There is an argument to be made for larger teams working with Vanila JS who will always end up creating internal abstractions, rules and constraints.
Using a lightweight framework (like Solid for instance) ensures some of those internal abstractions and decisions are following the standards most of the community agreed are good enough.
Angular's opinionated nature = fewer arguments, faster decision-making, and a more cohesive dev experience. For enterprise projects, this isn’t just good-it’s a game changer.
Comparing Angular's size to React or Svelte? Total apples-to-oranges. Angular comes with everything (routing, pipes, DI, forms, etc.), while React/Svelte are minimal by design and rely on third-party libraries. By the time you bolt on React Router, state management (Redux/Zustand), etc., the sizes are comparable-if not larger.

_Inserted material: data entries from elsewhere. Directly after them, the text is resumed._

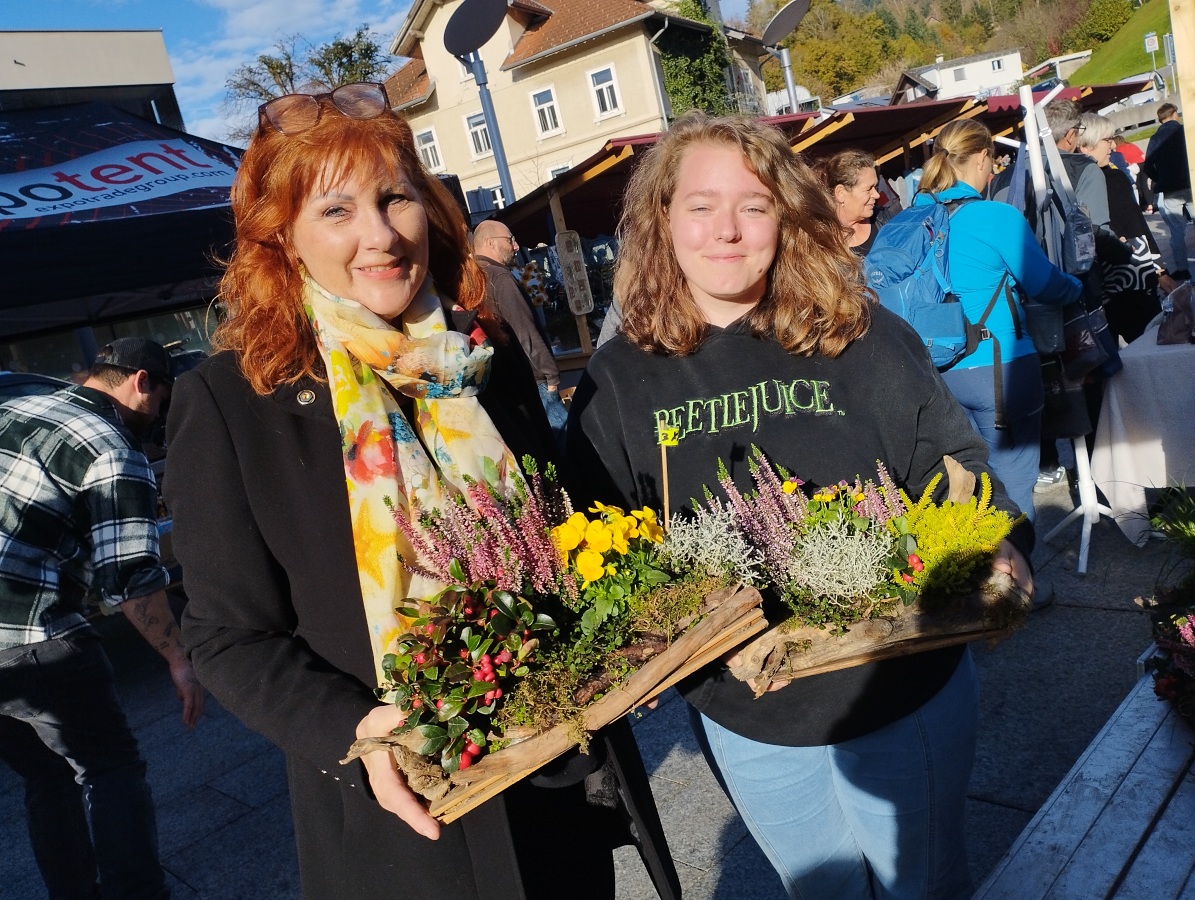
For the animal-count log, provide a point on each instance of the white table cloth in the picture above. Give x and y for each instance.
(1146, 434)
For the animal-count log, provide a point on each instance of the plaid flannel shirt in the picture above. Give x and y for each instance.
(78, 506)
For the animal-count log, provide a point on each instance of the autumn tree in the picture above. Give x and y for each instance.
(295, 66)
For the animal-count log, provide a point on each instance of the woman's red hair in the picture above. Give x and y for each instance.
(262, 286)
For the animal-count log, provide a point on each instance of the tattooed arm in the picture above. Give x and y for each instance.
(154, 619)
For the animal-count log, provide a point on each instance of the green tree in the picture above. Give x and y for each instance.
(298, 67)
(694, 63)
(892, 26)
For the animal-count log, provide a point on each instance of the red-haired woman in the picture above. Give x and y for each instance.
(341, 397)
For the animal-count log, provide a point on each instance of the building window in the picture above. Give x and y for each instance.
(479, 135)
(429, 151)
(547, 117)
(605, 92)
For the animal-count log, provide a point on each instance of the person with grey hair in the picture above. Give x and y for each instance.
(1065, 120)
(1129, 262)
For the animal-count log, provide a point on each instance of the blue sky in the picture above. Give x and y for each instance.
(208, 40)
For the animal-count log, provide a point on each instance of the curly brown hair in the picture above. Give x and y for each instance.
(815, 300)
(262, 285)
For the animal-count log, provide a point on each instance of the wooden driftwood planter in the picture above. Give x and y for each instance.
(734, 618)
(782, 654)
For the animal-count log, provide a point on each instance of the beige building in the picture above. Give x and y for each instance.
(128, 69)
(563, 80)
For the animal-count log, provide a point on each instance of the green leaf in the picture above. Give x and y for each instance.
(451, 709)
(434, 738)
(506, 604)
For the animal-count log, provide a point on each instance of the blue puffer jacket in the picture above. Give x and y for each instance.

The 'heavier size' is simply the cost of Angular being an all-in-one solution. It saves devs from wasting time picking random libraries.
As for older projects stuck on legacy versions? That’s less about Angular and more about a skill issue. Many of these projects are already scaled down with no capacity for updates. 🤷
Angular is opinionated - but its also meaning that finding angular devs is harder
Angular size - For quick testing even just angular/core is larger then svelte, solid or vue with routing and forms. React is huge on its own
All-in-one solution - but is also mean that you need to learn angular-only solution. Many libraries are now framework agnostic and angular opinions make it harder to use them
older projects stuck on legacy versions - its more just conservatism in code. Why use signals when decorators do they job
I write this not as a person who dislikes Angular, but quite the opposite. As a person who likes Angular and cannot use it at work precisely because of what culture Angular comes from
Fortunately, Vue “originate” from Angular so it finds a substitute in it
Svelte is easier to work with & its performance is better than Angular
You are talking like VueJS doesn't exist, or that all companies need all these "features" out of the box!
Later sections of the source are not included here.